Когда Гаевский, используя свою способность к полному перевоплощению, ускользнул с корабля от уже собиравшихся его арестовать гренадеров Колиньи, он переоделся в заранее украденную форму солдата и в суматохе пристал к пехотному батальону, в котором был убит один из барабанщиков. Барабан тогда, в Александрии, показался легким. Но теперь, на подступах к Каиру!.. После многодневного марша он будто набился песком. Лямка ремня нещадно терла плечо, а на бедре от постоянных ударов при ходьбе образовался большой синяк. Но странное дело — желания бросить все, и на привале поискать себе местечко покомфортнее, не возникало. Антон чувствовал себя частью батальона, и ему это, несмотря ни на что, нравилось. Батальон был частью армии, а армию вел за собой обладатель Льва.
И однажды на рассвете кто-то закричал:
— Пирамида! Я вижу Великую Пирамиду!
Потом самые зоркие разглядели все три сооружения. До них оставалось всего несколько лье. Каир и Гиза оказались прямо перед армией Бонапарта, непобедимой и неудержимой. В тот день Наполеон приказал устроить дневку, и, воспользовавшись этим, Гаевский подобрался к ставке как мог близко. Генерала он так и не увидел, но смог подслушать разговор Мюрата с командиром своей дивизии, генералом Дезе.
— Значит, оттянув нас подальше от моря и Александрии со складами, растянув коммуникации, они решили дать сражение в сердце своей страны? — задумчиво рассуждал Дезе. — Оригинальная тактика, обычно все же стараются не допустить разорения населения.

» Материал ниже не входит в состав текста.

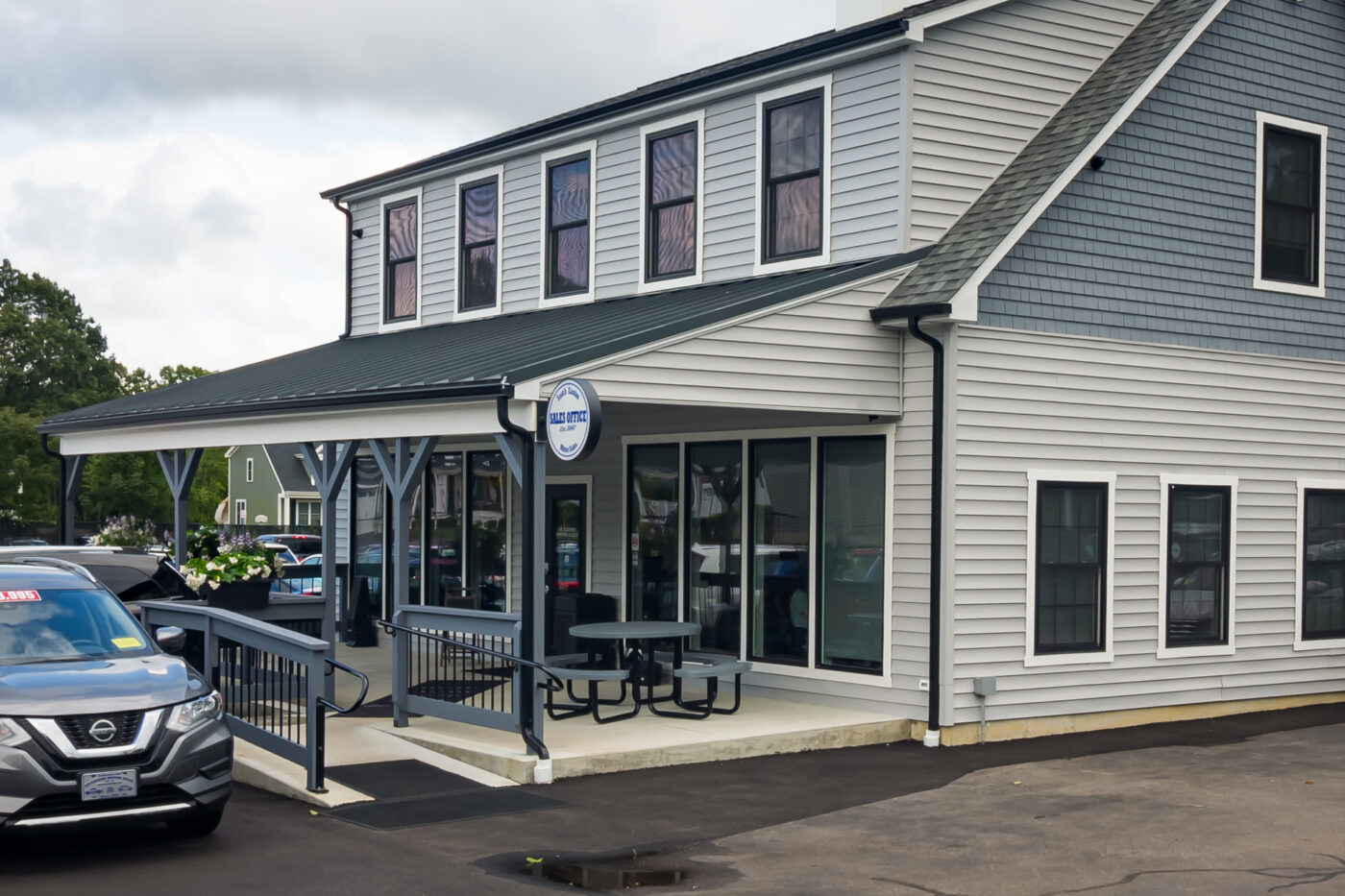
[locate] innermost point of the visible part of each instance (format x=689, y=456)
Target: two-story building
x=975, y=355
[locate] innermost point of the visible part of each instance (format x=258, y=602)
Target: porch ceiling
x=389, y=383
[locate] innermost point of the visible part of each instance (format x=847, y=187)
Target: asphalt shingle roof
x=1004, y=204
x=451, y=359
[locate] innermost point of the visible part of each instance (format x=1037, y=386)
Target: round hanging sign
x=574, y=420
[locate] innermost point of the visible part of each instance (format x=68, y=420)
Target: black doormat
x=401, y=778
x=443, y=808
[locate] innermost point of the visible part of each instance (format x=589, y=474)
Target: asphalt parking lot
x=1241, y=805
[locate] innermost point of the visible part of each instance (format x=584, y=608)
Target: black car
x=128, y=572
x=97, y=721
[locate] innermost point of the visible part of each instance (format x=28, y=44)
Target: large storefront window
x=780, y=547
x=715, y=539
x=652, y=522
x=488, y=533
x=850, y=496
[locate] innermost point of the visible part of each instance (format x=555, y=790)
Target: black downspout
x=527, y=674
x=935, y=526
x=350, y=240
x=63, y=534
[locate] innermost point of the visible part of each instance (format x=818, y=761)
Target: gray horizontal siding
x=985, y=84
x=1031, y=401
x=1159, y=245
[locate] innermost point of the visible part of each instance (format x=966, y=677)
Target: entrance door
x=567, y=563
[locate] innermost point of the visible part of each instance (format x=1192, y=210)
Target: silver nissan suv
x=97, y=721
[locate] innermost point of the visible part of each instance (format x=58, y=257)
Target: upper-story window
x=670, y=204
x=1290, y=200
x=401, y=258
x=479, y=249
x=794, y=174
x=568, y=222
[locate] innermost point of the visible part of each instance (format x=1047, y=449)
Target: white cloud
x=163, y=159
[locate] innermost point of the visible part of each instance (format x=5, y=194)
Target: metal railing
x=461, y=665
x=271, y=678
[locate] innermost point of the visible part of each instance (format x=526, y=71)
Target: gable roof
x=468, y=359
x=784, y=54
x=1056, y=153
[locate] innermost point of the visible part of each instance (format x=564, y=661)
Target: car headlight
x=194, y=712
x=11, y=734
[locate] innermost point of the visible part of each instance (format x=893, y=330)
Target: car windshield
x=57, y=624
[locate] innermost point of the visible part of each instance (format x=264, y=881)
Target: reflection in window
x=672, y=205
x=479, y=254
x=568, y=227
x=850, y=530
x=1197, y=566
x=1071, y=567
x=488, y=527
x=1290, y=217
x=779, y=544
x=793, y=170
x=400, y=261
x=1324, y=564
x=652, y=514
x=715, y=532
x=441, y=560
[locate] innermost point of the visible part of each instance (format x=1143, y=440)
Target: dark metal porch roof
x=477, y=358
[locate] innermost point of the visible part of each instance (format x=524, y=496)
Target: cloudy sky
x=161, y=159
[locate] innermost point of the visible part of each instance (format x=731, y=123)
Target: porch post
x=403, y=472
x=179, y=469
x=71, y=472
x=329, y=470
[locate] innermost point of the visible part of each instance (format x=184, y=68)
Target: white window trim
x=548, y=157
x=392, y=200
x=1263, y=120
x=760, y=267
x=884, y=680
x=1204, y=650
x=658, y=127
x=460, y=183
x=1314, y=643
x=1085, y=658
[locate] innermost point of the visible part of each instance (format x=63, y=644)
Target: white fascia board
x=537, y=389
x=965, y=302
x=440, y=419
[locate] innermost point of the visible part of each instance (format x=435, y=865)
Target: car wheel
x=198, y=824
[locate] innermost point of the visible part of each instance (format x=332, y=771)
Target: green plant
x=123, y=532
x=214, y=557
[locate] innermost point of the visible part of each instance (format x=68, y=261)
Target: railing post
x=316, y=724
x=401, y=670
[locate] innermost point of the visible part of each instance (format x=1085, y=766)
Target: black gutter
x=453, y=392
x=61, y=494
x=912, y=314
x=350, y=252
x=823, y=46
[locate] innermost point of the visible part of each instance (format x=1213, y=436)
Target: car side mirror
x=170, y=638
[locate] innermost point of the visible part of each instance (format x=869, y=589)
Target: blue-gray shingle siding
x=1159, y=245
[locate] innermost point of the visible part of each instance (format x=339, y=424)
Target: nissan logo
x=103, y=731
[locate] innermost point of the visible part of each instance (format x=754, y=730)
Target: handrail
x=363, y=688
x=551, y=685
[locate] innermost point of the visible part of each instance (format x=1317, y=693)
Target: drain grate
x=604, y=873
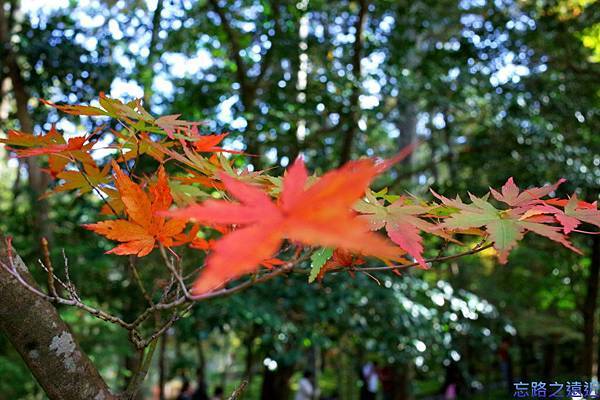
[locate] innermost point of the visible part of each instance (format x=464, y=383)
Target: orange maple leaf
x=53, y=144
x=320, y=215
x=144, y=228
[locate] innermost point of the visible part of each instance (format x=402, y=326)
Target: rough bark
x=354, y=112
x=589, y=364
x=45, y=342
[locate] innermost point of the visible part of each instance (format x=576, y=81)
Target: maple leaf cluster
x=254, y=214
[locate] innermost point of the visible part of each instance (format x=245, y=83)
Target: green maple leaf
x=318, y=258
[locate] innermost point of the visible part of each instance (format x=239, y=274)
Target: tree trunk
x=38, y=181
x=354, y=111
x=589, y=364
x=45, y=342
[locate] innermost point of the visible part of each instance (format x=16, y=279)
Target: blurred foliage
x=491, y=88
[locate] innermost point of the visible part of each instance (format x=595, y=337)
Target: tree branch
x=44, y=341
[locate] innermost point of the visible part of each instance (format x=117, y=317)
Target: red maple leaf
x=320, y=215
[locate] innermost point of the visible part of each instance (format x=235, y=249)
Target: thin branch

— Восток! — усмехнулся Мюрат. — Здесь не очень думают о населении, здесь нет граждан. Что ж, они поступили мудро. Пока мы спешили, мамелюки мобилизовали арабов, подтянули кое-какую артиллерию, а еще запросили помощи у турок, и получили ее как раз вовремя.
— Как — «помощь от турок»?! — воскликнул Дезе. — Стамбул ясно давал понять, что защищать мамелюков не станет, что они мятежники!

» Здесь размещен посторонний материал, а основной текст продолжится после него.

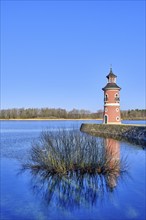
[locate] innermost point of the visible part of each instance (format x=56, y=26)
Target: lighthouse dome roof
x=111, y=86
x=111, y=74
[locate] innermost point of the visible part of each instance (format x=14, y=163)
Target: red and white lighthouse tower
x=111, y=113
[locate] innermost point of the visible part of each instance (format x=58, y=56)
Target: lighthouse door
x=105, y=119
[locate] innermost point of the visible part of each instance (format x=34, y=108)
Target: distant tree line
x=52, y=113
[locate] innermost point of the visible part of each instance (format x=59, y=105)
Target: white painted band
x=111, y=104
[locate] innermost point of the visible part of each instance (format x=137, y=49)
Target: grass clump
x=66, y=151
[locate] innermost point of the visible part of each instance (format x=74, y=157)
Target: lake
x=27, y=197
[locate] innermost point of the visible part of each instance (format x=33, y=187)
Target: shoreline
x=49, y=119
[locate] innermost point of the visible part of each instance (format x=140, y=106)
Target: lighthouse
x=111, y=113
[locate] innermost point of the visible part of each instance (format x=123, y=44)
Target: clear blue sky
x=58, y=53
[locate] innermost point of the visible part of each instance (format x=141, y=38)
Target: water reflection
x=78, y=189
x=113, y=159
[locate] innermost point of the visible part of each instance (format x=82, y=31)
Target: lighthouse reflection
x=113, y=161
x=75, y=189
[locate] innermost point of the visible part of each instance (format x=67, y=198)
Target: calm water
x=27, y=197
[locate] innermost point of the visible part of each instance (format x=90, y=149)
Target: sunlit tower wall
x=111, y=114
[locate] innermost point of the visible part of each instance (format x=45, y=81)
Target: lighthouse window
x=117, y=118
x=106, y=98
x=117, y=99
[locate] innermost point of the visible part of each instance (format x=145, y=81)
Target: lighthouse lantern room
x=111, y=113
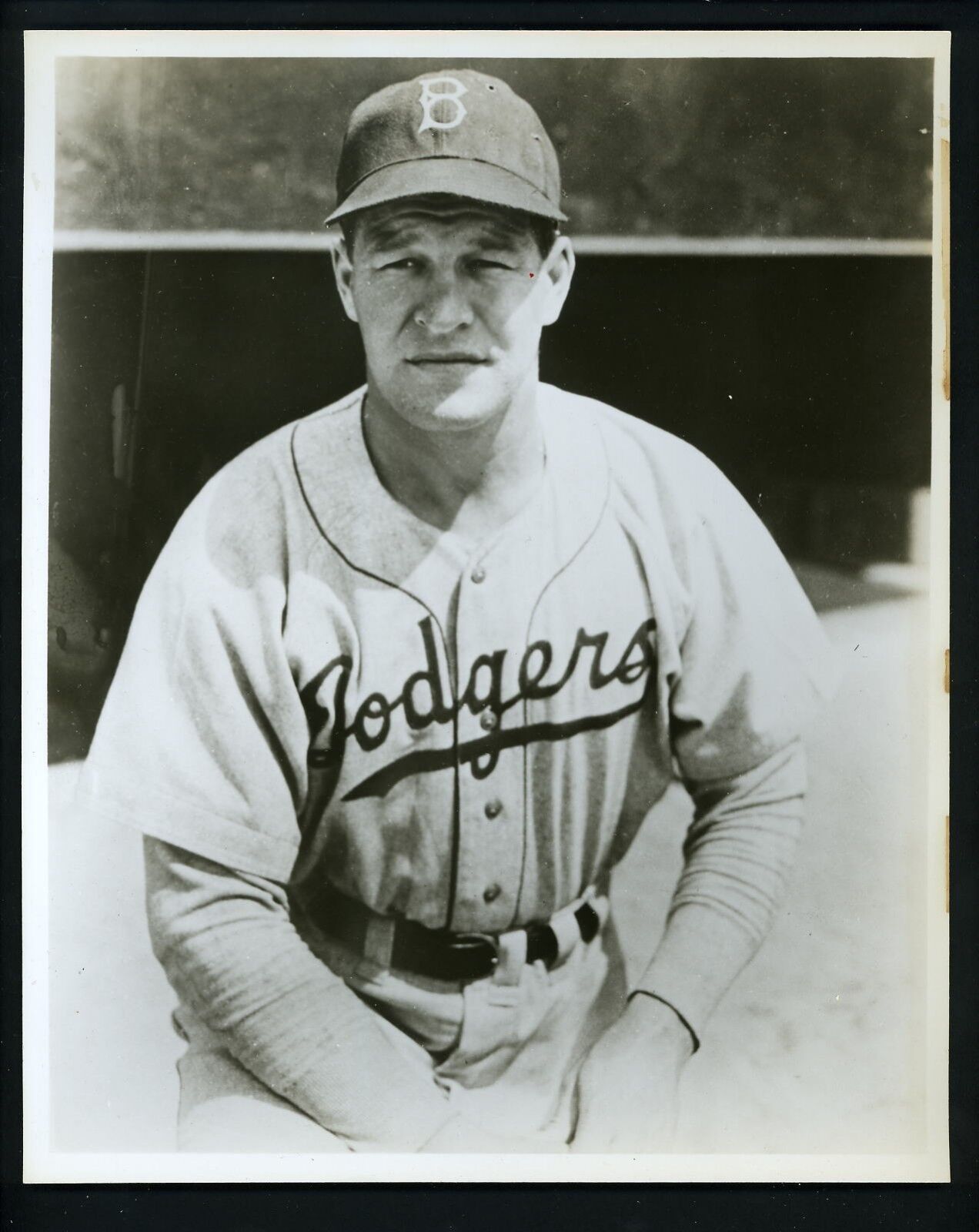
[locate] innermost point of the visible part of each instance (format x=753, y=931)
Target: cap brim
x=455, y=176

— Не хочу сказать, что Наполеона провели... — кавалерист задумчиво пнул сапогом песок. — Еще в Париже он говорил мне, что понимает: турки не станут терпеть европейцев на земле мусульман. Тем не менее, мы надеялись, что появление здесь французской армии заставит Стамбул держаться подальше от Лондона и поближе к Парижу на какое-то время. Новостей особых нет, но, похоже, турки поддались давлению Англии. По крайней мере, я так думаю. Так или иначе, но больше двадцати тысяч янычар примут участие в битве.